A Valencia Marathon Of Music

Unlike other scenes, La Ruta wasn’t confined to a single club. It was built on movement. Friday bled into Saturday, which blurred into Sunday, a continuous chain of 48 or even 72 hours. Partygoers drove in caravans, switched cars mid-journey, or crashed in fields before pressing on to the next stop. The road was as important as the dance floor.

The physicality shaped the art. The act of traveling between clubs — headlights weaving down El Saler, engines revving, stereos thumping — became part of the performance. Every parking lot was a stage. Every field a backstage. The circuit itself was the festival.

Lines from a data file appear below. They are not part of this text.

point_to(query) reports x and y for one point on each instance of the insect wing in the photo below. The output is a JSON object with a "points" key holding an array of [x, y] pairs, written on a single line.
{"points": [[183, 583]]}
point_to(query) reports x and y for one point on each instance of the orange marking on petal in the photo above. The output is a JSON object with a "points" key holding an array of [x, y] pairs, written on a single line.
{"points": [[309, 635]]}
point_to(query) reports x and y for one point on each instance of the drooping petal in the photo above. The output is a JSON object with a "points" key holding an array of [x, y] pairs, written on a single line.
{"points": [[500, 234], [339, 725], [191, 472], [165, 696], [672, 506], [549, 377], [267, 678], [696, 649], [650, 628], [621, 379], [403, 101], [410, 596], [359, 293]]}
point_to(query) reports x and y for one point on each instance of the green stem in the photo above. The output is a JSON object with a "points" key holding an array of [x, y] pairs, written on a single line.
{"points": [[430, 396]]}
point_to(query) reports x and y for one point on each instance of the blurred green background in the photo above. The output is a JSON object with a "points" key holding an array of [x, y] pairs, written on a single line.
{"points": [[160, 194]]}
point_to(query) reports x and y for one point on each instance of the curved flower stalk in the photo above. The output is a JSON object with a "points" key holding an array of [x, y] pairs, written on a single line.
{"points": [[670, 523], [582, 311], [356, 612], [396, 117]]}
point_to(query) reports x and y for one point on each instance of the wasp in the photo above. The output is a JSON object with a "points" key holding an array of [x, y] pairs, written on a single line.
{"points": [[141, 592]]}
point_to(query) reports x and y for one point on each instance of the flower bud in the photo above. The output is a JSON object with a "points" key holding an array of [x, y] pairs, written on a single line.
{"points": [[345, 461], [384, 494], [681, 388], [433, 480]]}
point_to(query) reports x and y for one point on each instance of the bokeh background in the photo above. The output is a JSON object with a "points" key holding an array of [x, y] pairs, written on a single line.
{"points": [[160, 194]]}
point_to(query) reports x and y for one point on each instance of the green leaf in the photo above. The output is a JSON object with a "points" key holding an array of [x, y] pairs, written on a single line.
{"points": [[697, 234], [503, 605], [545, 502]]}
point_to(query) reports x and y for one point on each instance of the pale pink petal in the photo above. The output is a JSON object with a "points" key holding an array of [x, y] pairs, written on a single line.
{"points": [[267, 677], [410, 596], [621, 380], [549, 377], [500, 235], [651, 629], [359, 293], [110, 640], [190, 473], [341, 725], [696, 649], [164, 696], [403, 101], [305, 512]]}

An Economy Of Rebellion In Valencia

For all its hedonism, La Ruta had an economy. Clubs employed bartenders, DJs, promoters, designers, and security. Independent labels sprang up, exporting Valencia’s sound across Europe. Megabeat tracks charted in Germany and Belgium. Interfront releases moved in Austria and the Netherlands. Hotels and restaurants thrived on the influx. At its peak, the scene drew 50,000 visitors a month to Valencia. An entire cultural economy was being powered by bass lines and rebellion.

The Crackdown In Valencia

By the late 1990s, the golden era dimmed. Media outlets branded the Ruta dangerous, decadent, out of control. Authorities clamped down on reckless driving, parking-lot parties, and marathon weekends. Roadblocks, breathalyzers, and new laws turned freedom into caution. Many of the clubs closed. Some were bulldozed.

But the spirit didn’t vanish. Nostalgia-fueled “Remember” parties still pack venues with aging ravers. Facebook groups like Bakalao Project host monthly events, keeping the sound alive. In 2022, the Spanish television series La Ruta aired, bringing the story to a new generation. Exhibitions like Bombas Gens’ immersive show secure its place not just in memory but in history.

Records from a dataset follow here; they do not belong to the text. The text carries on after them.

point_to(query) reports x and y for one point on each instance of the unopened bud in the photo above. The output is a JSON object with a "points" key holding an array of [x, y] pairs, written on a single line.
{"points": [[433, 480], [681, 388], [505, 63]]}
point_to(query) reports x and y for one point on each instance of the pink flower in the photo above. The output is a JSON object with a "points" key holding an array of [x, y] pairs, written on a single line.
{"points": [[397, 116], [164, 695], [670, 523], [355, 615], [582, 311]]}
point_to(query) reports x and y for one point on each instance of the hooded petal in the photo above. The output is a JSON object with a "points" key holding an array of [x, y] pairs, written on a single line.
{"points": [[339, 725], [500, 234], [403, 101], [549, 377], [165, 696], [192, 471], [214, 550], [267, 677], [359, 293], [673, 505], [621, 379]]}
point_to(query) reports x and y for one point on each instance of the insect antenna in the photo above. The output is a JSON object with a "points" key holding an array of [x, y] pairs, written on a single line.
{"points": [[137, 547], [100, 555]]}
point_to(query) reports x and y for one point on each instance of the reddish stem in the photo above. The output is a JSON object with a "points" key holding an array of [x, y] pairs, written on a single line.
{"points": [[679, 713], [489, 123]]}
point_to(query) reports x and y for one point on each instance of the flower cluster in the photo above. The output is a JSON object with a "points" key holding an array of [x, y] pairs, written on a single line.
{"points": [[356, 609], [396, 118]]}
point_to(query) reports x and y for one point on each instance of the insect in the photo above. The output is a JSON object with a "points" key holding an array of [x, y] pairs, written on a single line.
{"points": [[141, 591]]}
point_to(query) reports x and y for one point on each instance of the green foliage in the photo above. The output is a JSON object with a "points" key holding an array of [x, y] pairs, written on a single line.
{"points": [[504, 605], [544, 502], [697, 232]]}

A Movement Impossible Today

Drive the Ruta now and the silence feels surreal. The coastline is unchanged — the same paddies, the same sea breeze — but the pulse is gone. Clubs like Barraca still exist, but the marathon is over. Youth culture has shifted. Today, connection happens online, at curated festivals, or in single-venue marathons. The sheer audacity of La Ruta — thousands of people weaving between clubs through an entire weekend — could never survive in today’s climate of surveillance and safety.

And yet, Valencia refuses to let it fade. Bombas Gens’ exhibition doesn’t attempt to recreate the weekend. Instead, it captures the energy — VR rooms that flood you with light and sound, artifacts that anchor you in the moment, music that still feels urgent. It lets you walk the pulse of the Ruta. It doesn’t put you back behind the wheel, but it hands you the keys to understand why this mattered, why it changed Valencia, and why it still beats in memory.

Why Valencia and La Ruta Still Matters

La Ruta was never just nightlife. It was Valencia claiming modernity, Spain shrugging off repression, a generation defining freedom through rhythm. It turned a road into a canvas and music into liberation. It was rebellion, community, and discovery compressed into basslines that lasted days.

“We sought to develop an exhibition narrative that is playful yet coherent from both a historical and documentary perspective—accessible and enriching for audiences with no prior knowledge, as well as for those who were part of La Ruta,” adds Artur. “At the same time, we have incorporated the vision of different creatives and professionals to offer an immersive and contemporary reinterpretation. So here we foster discovery. Every visitor will find their own route: from those who lived through that era, to those who today are discovering for the first time the cultural echoes of a movement that left its mark on an entire society.”

Standing in Bombas Gens today, watching lasers ripple across walls, hearing Chimo Bayo shout through the speakers, you can totally feel it in your body. The sweat, the speed, the hunger for sound. For a moment, the Valencia coastline is alive. For a moment, you’re part of a movement that refused limits.